How to track engaged pageviews

How to track engaged pageviews

When you set up Google Analytics, its most basic default metric is the view, which means they just loaded a page.

Does it mean they found the page useful? No.
Does it mean they read anything on the page? No.

Pageviews are a great metric of seeing what pages on your website get the most traffic but not the most attention.

Now in GA4 there is also a metric called engagement time which tracks actual active time, and this is used to derive the engagement rate. But what if you had a custom definition of what you considered an engaged pageview? For example if the user scrolled at least 50% of the page AND stayed for at least 30 seconds. This would provide a useful yes/no question and let you calculate a custom engagement rate.
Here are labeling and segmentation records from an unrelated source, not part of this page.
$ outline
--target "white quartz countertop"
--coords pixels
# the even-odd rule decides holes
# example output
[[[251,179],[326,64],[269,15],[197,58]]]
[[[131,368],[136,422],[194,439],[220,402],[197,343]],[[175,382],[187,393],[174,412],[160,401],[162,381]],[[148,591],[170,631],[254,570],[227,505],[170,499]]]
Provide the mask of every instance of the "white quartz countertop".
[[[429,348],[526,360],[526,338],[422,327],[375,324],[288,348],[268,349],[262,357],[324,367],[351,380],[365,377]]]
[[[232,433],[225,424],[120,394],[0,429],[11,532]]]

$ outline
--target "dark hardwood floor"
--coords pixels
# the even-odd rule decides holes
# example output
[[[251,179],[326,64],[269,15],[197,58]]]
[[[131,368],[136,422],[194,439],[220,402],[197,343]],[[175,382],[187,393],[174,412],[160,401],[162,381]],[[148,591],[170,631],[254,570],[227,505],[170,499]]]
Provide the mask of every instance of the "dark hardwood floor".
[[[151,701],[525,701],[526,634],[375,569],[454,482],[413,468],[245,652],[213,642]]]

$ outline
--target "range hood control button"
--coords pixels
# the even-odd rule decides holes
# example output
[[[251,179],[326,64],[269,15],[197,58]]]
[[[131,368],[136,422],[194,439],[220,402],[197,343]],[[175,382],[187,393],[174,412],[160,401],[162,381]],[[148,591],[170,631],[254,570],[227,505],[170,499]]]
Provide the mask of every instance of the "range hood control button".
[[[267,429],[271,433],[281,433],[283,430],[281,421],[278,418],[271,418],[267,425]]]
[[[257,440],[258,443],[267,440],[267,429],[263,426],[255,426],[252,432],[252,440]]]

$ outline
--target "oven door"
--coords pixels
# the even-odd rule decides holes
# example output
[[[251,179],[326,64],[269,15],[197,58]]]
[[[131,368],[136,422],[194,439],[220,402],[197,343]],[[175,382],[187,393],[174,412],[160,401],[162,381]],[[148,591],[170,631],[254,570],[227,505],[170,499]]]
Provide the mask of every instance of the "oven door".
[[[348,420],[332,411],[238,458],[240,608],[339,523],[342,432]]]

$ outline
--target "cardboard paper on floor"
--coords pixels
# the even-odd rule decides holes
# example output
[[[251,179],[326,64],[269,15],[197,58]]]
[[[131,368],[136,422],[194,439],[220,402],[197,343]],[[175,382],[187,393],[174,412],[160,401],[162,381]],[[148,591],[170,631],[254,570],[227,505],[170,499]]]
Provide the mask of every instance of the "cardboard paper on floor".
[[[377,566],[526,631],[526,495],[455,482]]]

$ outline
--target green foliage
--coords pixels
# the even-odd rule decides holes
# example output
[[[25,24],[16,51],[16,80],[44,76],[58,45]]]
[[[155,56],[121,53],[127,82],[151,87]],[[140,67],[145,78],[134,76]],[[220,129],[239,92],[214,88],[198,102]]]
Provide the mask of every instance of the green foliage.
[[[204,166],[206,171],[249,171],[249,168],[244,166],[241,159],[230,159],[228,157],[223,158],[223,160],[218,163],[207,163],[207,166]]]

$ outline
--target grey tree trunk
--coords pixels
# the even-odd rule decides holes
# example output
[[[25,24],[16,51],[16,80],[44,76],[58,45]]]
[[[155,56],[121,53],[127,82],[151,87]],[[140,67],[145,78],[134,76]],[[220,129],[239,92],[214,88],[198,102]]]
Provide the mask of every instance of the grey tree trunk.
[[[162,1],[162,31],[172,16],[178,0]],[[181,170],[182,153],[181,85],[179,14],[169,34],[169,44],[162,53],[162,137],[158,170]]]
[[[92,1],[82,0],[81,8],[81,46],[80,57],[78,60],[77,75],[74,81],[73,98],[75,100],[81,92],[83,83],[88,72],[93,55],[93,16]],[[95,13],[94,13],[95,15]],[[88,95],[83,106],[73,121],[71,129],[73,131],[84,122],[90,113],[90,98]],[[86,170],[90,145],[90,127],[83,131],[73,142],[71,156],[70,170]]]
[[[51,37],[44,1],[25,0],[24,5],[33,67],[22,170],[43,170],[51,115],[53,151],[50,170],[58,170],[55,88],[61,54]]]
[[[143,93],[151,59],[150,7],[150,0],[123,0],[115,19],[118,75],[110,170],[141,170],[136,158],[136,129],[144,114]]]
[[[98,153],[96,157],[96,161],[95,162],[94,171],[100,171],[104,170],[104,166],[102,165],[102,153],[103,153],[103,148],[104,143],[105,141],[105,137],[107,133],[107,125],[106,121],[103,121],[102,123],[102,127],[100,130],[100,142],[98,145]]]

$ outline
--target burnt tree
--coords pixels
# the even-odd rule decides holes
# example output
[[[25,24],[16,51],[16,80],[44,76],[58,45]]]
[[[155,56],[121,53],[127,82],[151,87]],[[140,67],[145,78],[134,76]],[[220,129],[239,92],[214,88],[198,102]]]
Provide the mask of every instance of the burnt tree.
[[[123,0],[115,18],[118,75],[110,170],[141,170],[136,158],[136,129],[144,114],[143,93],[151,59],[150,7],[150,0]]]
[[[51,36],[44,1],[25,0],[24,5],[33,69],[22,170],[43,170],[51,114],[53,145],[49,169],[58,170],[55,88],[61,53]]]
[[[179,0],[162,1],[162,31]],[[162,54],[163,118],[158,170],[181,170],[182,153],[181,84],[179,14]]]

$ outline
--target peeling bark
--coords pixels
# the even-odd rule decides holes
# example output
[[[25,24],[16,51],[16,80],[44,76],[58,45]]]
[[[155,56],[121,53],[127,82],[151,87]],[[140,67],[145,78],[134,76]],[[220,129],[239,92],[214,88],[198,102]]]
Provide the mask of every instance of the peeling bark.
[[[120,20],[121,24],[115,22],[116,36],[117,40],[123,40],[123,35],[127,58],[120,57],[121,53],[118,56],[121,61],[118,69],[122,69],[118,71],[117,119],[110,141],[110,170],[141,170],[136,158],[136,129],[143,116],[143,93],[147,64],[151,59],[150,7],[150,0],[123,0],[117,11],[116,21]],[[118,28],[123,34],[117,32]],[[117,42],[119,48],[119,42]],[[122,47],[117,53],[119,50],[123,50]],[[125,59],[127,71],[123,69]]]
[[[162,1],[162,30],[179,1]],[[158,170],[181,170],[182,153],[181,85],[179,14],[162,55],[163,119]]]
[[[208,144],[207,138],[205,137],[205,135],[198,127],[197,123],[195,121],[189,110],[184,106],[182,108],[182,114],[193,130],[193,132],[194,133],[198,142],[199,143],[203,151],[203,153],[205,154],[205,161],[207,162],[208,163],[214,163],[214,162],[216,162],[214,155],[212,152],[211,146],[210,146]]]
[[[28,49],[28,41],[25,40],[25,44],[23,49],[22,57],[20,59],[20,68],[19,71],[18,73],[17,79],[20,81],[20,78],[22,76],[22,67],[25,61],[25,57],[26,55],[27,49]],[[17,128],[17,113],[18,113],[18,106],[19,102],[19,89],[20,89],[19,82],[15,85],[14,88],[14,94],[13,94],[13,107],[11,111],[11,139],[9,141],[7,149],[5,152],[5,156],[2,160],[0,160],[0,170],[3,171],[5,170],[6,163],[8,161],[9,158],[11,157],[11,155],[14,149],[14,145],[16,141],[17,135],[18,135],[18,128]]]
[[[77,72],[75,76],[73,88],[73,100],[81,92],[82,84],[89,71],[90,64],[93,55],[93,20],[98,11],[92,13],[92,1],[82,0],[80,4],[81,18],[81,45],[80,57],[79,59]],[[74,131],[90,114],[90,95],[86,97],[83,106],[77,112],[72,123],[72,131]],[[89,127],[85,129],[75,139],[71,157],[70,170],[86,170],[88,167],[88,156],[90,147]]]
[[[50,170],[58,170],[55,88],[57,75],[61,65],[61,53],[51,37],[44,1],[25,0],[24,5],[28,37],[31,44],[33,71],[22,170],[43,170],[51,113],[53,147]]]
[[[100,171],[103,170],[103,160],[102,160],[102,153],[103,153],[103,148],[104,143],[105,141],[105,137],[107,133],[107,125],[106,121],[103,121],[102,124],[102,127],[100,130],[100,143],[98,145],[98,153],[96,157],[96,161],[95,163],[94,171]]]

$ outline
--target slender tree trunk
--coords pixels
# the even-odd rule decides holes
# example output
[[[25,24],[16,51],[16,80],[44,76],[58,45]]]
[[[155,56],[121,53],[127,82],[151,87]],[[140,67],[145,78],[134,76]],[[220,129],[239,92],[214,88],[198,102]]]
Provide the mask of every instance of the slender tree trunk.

This is not a perfect metric by any means (and you might need to adjust those numbers for your industry/vertical), but it’s a much better proxy for them reading the content than the pageview.

This is made super easy with Google Tag Manager trigger groups.

Here’s how to do it.

Step 1 – In Google Analytics create a new custom metric called Engaged Pageview with the scope of Event and a custom event parameter.
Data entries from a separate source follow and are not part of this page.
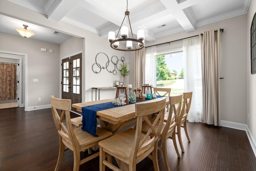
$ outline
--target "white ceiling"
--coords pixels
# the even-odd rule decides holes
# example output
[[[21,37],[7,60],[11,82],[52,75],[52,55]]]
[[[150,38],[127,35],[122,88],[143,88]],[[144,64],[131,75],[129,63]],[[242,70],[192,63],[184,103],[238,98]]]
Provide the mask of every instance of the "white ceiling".
[[[126,0],[8,0],[48,16],[107,38],[116,34],[124,16]],[[128,10],[134,34],[143,29],[148,41],[182,31],[246,14],[250,0],[128,0]],[[60,44],[71,37],[54,30],[0,15],[0,32],[19,35],[16,28],[40,30],[31,38]],[[128,26],[128,20],[123,25]],[[165,25],[165,26],[163,26]]]

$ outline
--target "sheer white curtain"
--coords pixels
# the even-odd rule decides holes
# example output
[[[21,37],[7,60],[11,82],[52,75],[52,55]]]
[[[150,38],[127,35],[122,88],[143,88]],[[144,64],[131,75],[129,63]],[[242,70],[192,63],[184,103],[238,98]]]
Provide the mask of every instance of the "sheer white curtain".
[[[156,86],[156,46],[147,48],[146,50],[146,67],[145,83]]]
[[[192,91],[191,105],[187,119],[199,122],[202,107],[202,63],[199,36],[183,40],[185,91]]]

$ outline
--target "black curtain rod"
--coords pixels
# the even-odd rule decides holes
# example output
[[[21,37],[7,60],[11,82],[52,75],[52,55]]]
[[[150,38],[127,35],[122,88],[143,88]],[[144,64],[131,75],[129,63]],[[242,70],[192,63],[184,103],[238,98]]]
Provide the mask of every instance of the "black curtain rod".
[[[217,31],[218,30],[214,30],[214,32],[217,32]],[[223,32],[223,31],[224,31],[224,28],[221,28],[221,29],[220,29],[220,31],[222,32]],[[200,34],[200,35],[201,36],[203,36],[203,35],[204,35],[204,34],[203,33],[201,33]],[[149,48],[149,47],[151,47],[151,46],[160,46],[160,45],[163,45],[164,44],[170,44],[171,43],[173,43],[173,42],[179,42],[179,41],[182,40],[184,39],[188,39],[188,38],[193,38],[194,37],[198,36],[199,36],[199,35],[195,35],[195,36],[192,36],[188,37],[187,38],[183,38],[179,39],[179,40],[173,40],[173,41],[172,41],[168,42],[165,42],[165,43],[160,43],[160,44],[156,44],[155,45],[149,46],[147,46],[147,47],[145,47],[145,48]]]
[[[16,65],[19,65],[18,64],[16,63],[11,63],[10,62],[0,62],[0,64],[15,64]]]

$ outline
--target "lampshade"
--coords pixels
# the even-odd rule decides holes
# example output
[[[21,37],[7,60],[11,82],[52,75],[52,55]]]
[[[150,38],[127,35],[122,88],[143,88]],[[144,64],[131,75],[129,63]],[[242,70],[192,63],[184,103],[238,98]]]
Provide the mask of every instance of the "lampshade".
[[[131,49],[132,48],[132,42],[130,40],[126,41],[126,49]]]
[[[28,30],[27,28],[28,26],[26,25],[23,24],[24,28],[17,28],[16,30],[20,33],[20,34],[24,37],[25,38],[30,38],[32,36],[35,35],[35,34],[31,31]]]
Here’s how the table should look if you have no other custom metrics:

Note the index, in this case, 1.

Step 2 – in Google Tag Manager, create a timer trigger executing once after 30 seconds.

Note that there’s an extra condition you have to specify, if you want to measure engaged pageviews on all pages just set it to something super-generic that all pages on your website will pass.

Step 3 – create the scroll trigger

Step 4 – create a trigger group that combines both of the above triggers into one.

Step 5 – create a GA4 tag that sends an event with the custom parameter set to 1:

Step 6 – in Looker Studio, define a custom field that’s the engagement rate:

Note that “views” is the GA4 metric for pageviews.

Step 8 – create a table:

Here we’re showing pageviews (to show the most popular pages first) as well as the engagement rate.

Step 9 – now you have a list of pages with their engagement rate so you can easily spot the website average and which pages overperform/underperform.

This is just the start of the journey since you may need to perform more analysis to find out why something is over/underperforming, but this will very easily show which pages are probably being read and which ones are just being skimmed.